Author, Name 2000. The Book I Wrote. (Our Publication Series 66) Helsinki: The Publisher.
Author, Name 2001. The Works of Mine, I–II. Helsinki: The Publisher.
Author, Name 2002a. The Paper I Wrote. Studia Orientalia 85: 123–199.
Author, Name 2002b. The Second Paper I Wrote. Studia Orientalia 86: 123–199.
Author, Name 2003. The Paper I Wrote. In: Name Editor & Other Editor (eds), The Symposium to which we Contributed (Their Publications 66): 123–199. Helsinki: The Publisher.
Author, Name 2004. The Paper I Presented. Paper presented at Title of Conference, Helsinki.
Editor, Name & Other Editor (eds) 2007. The Book We Edited. Helsinki: The Publisher.
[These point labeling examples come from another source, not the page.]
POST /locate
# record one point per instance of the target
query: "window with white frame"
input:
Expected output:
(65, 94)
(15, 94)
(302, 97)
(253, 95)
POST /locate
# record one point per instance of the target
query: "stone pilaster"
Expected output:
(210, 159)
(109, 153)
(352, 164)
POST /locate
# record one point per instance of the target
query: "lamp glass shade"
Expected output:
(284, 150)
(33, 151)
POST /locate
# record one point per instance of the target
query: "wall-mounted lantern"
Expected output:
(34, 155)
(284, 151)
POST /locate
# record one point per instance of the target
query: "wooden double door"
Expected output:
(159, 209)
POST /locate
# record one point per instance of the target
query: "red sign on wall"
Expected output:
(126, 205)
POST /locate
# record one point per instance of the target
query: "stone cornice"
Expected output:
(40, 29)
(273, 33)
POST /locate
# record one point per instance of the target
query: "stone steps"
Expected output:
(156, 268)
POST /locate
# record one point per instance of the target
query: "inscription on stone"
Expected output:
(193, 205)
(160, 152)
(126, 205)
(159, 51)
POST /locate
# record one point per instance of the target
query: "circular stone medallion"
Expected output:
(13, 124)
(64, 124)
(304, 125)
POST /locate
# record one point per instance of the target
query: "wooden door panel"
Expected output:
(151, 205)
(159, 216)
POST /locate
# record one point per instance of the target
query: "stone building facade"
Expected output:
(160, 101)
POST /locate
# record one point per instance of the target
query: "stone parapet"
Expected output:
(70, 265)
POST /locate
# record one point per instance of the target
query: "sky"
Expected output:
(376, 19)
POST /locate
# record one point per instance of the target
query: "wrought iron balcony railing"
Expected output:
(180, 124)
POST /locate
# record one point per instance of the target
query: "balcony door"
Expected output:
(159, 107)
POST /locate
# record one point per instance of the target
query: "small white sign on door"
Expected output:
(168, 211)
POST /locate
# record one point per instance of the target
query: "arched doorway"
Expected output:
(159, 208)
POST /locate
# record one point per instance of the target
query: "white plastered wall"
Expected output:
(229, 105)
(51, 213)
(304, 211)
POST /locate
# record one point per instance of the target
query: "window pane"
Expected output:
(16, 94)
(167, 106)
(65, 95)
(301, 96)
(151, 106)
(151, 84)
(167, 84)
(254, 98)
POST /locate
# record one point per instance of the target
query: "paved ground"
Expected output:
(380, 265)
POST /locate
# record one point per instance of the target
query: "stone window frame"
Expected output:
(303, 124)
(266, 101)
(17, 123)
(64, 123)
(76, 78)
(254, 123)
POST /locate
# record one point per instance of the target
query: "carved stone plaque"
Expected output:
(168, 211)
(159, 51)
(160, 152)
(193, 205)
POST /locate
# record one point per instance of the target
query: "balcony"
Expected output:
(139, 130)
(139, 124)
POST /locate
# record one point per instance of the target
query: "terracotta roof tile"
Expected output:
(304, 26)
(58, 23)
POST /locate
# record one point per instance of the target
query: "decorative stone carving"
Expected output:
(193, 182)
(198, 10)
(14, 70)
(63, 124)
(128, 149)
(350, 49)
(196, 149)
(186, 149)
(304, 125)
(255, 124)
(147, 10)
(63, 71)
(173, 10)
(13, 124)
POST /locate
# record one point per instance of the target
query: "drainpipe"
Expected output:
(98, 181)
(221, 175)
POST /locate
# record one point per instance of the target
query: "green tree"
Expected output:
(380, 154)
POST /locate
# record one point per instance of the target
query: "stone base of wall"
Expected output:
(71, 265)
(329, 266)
  • When referring to primary sources, please do not use the date of the edition but only the name (or shortened name) of the text or the original author. If several primary sources by the same author are referred to, add a capital letter to differentiate between these (e.g. Ikhwān Aṣ-Ṣafāʾ A; Ikhwān Aṣ-Ṣafāʾ B).
  • Formatting examples for primary sources are:

Harivaṃśa: The Harivaṃśa, Being the Khila or Supplement to the Mahābhārata, for the First Time Critically Edited, I–II. Ed. Parashuram Lakshman Vaidya, 1969–1971. Poona: Bhandarkar Oriental Research Institute.
Ibn al-Haythām. The Optics of Ibn al-Haytham. Tr. A.I. Sabra, 1989. London: The Warburg Institute, University of London.
Ikhwān Aṣ-Ṣafāʾ. Rasāil Ikhwān aṣ-ṣafāʾ wa Khillān al-wafāʾ, I–IV. Ed. Buṭrus al-Bustānī, 1983. Beirut: Dār Beirūt.
Kālidāsa. Meghadūta: Kalidasa’s Meghaduta, Edited from Manuscripts with the Commentary of Vallabhadeva and Provided with a Complete Sanskrit–English Vocabulary. Ed. Eugen Hultzsch, 1911. (Prize Publications Fund III) London: Royal Asiatic Society. (Repr. with a new forward by Albrecht Wezler and a bibliography, New Delhi: Munshiram Manoharlal Publishers 1998.)

Ensuring a Blind Review

To ensure the integrity of the double blind peer-review process, please take the following steps with regard to the text and the file properties:

The authors of the document have deleted their names from the text, with "Author" and year used in the references and footnotes, instead of the authors' name, article title, etc. The same applies to image files.

With Microsoft Office documents, author identification should be removed from the properties of the file (see under File in Word), by clicking on the following, beginning with File on the main menu of the Microsoft application: File > Save As > Tools (or Options with a Mac) > Security > Remove personal information from file properties on save > Save.

With PDFs, the authors' names should also be removed from Document Properties found under File on Adobe Acrobat's main menu.

Publication ethics and malpractice

The journal follows the peer review instructions of Finnish Association for Scholarly Publishing and the guidelines "Responsible conduct of research and procedures for handling allegations of misconduct in Finland" issued by Finnish Advisory Board on Research Integrity (TENK). All peer-reviewed articles of the journal are indicated with the peer-review label, which is a registered trademark of the Federation of Finnish Learned Societies. The Federation of Finnish Learned Societies issues the right to use the label to publication series based on applications.